Ce n'est pas la seule innovation de la GT-R, qui dispose également de quatre roues directrices actives, avec un essieu arrière également régi par l'électronique, pour améliorer l'agilité en virage lent et la stabilité en virage rapide.

La GT-R R32 a remporté les 29 courses du championnat japonais de voitures de tourisme qu'elle a disputées avant que les organisateurs ne modifient le règlement pour mettre fin à son écrasante domination.

Le châssis de base de la Skyline R32 a reçu des ailes avant et un capot en aluminium pour alléger l'essieu avant, tandis que les passages de roue ont été bombés pour permettre une voie plus large, et l'aérodynamique a été soignée dans les moindres détails. Le résultat final était une bête qui, dès qu'elle mettait le pied sur les circuits, commençait à effrayer les gens.

Sa première tâche, pour démontrer ses capacités, a été d'être chronométrée sur la Nordschleife du Nürburgring. À l'époque, le meilleur temps sur le circuit allemand pour une voiture de série était établi par la Porsche 944 Turbo, avec un temps de 8:45 qui serait battu par les 8:20 que Nissan a pu réaliser "avec la voiture de série".

C'était juste un avant-goût de ce qui était à venir. Le Japon était passé de son championnat "super silhouette", où Nissan avait eu des dominateurs, à un championnat régi par les règles du Groupe A en 1985, et où les machines européennes comme la Ford Sierra Cosworth dominaient à volonté... En 1989, la GTS-R R31 a pu voler la victoire aux machines étrangères, mais de justesse, mais en 1990, la GT-R R32 a débarqué dans le championnat et... et l'a tué.

La R32 brillait également dans les courses d'endurance telles que les 24 heures de Spa ou les Bathurst 1000 australiens.

La GT-R R32 a remporté toutes les courses qu'elle a disputées consécutivement entre 1990 et 1993. Après quatre saisons de domination absolue, les organisateurs du championnat ont décidé de changer le format pour passer à ce qui est maintenant les prototypes SuperGT, avec l'idée d'autoriser les courses avec des voitures non dérivées de la série, à l'asservissement de la GT-R dans sa catégorie. 29 victoires sur 29 possibles, c'est pas mal, non ?

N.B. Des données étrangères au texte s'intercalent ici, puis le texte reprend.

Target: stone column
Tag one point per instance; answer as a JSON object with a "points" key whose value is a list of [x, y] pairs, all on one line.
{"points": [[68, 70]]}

La R32 ne serait pas une dominante absolue uniquement dans son pays d'origine. Chaque sortie à l'étranger s'est terminée par une nouvelle domination et des demandes de changement de règles. Son départ pour l'Australie afin de participer à leur championnat de voitures de tourisme, et en particulier au respecté et exigeant Bathurst 1000, s'est traduit par des victoires en 1991 et 1992, qui ont abouti à un changement de règlement visant à alourdir la Nissan et à réduire la pression du turbo pour permettre à d'autres concurrents de gagner.

Aux 24 heures de Spa Francorchamps, la GT-R R32 trouvera également le succès d'abord dans le groupe N puis dans le groupe A, un sort similaire à celui qui lui sera réservé à Macao, où après avoir dominé en 1990, elle recevra également un lest "spécial" pour l'empêcher de dominer la compétition.

Le GT-R R32 remporte le championnat espagnol des voitures de tourisme

Les succès de la GT-R R32 ne connaissent pas de frontières, et en s'imposant, elle s'impose même en Espagne, où elle remporte le championnat des voitures de tourisme en 1992.

Et c'est en partie son succès sportif et l'incapacité des marques rivales à proposer une voiture de série équivalente et compétitive qui ont finalement conduit à l'abandon du Groupe A au milieu des années 90 en tant que catégorie de course sur le circuit, au profit de formules autorisant des voitures de course moins proches des voitures de rue.

C'est ce qui a fait la grandeur de la GT-R R32, le fait qu'elle était une voiture de course grand public, mais que n'importe qui pouvait l'acheter chez un concessionnaire. Il s'agissait d'une machine incroyable accessible à tous... à condition de pouvoir en payer le prix, qui était de toute façon bien inférieur aux prix des voitures de sport européennes au Japon. Parce que cette GT-R ne viendrait pas officiellement en Occident.